To create a cached prompt executor in Kotlin or Java, perform the following:

  1. Create a prompt executor for which you want to cache responses.
  2. Create a CachedPromptExecutor instance by providing the desired cache and the prompt executor you created.
  3. Run the created CachedPromptExecutor with the desired prompt and model.

Here is an example:

// Create a prompt executor
val client = OpenAILLMClient(System.getenv("OPENAI_API_KEY"))
val promptExecutor = MultiLLMPromptExecutor(client)
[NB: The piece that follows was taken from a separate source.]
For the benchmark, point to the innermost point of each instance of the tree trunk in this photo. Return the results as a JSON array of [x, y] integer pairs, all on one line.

// Create a cached prompt executor
val cachedExecutor = CachedPromptExecutor(
    cache = FilePromptCache(Path("path/to/your/cache/directory")),
    nested = promptExecutor
)

// Run cached prompt executor for the first time
// This will perform an actual LLM request
val firstTime = measureTimeMillis {
    val firstResponse = cachedExecutor.execute(prompt, OpenAIModels.Chat.GPT4o)
    println("First response: ${firstResponse.first().content}")
}
println("First execution took: ${firstTime}ms")
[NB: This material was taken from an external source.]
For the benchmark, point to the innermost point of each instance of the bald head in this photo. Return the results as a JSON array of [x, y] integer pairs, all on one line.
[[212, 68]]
// Run cached prompt executor for the second time
// This will return the result immediately from the cache
val secondTime = measureTimeMillis {
    val secondResponse = cachedExecutor.execute(prompt, OpenAIModels.Chat.GPT4o)
    println("Second response: ${secondResponse.first().content}")
}
println("Second execution took: ${secondTime}ms")

// Create a prompt
Prompt prompt = Prompt.builder("test")
        .user("Hello")
        .build();

// Create a prompt executor
OpenAILLMClient client = new OpenAILLMClient(System.getenv("OPENAI_API_KEY"));
MultiLLMPromptExecutor promptExecutor = new MultiLLMPromptExecutor(client);

// Create a cached prompt executor
FilePromptCache cache = new FilePromptCache(Path.of("path/to/your/cache/directory"), null);
CachedPromptExecutor cachedExecutor = new CachedPromptExecutor(cache, promptExecutor, Clock.System.INSTANCE);

// Run cached prompt executor for the first time
// This will perform an actual LLM request
long start1 = System.nanoTime();
List<Message.Response> firstResponse = cachedExecutor.execute(prompt, OllamaModels.Meta.LLAMA_3_2);
long firstTimeMs = (System.nanoTime() - start1) / 1_000_000L;
System.out.println("First response: " + firstResponse.getFirst().getContent());
System.out.println("First execution took: " + firstTimeMs + "ms");

// Run cached prompt executor for the second time
// This will return the result immediately from the cache
long start2 = System.nanoTime();
List<Message.Response> secondResponse = cachedExecutor.execute(prompt, OllamaModels.Meta.LLAMA_3_2);
long secondTimeMs = (System.nanoTime() - start2) / 1_000_000L;
System.out.println("Second response: " + secondResponse.getFirst().getContent());
System.out.println("Second execution took: " + secondTimeMs + "ms");

The example produces the following output:

First response: Hello! It seems like we're starting a new conversation. What can I help you with today?
First execution took: 48ms
Second response: Hello! It seems like we're starting a new conversation. What can I help you with today?
Second execution took: 1ms
The second response is retrieved from the cache, which took only 1ms.

Note

  • If you call executeStreaming() in Kotlin or executeStreamingWithPublisher() in Java with the cached prompt executor, it produces a response as a single chunk.
  • If you call moderate() with the cached prompt executor in either Kotlin or Java, it forwards the request to the nested prompt executor and does not use the cache.
  • Caching of multiple choice responses (executeMultipleChoices()) is not supported in either Kotlin or Java.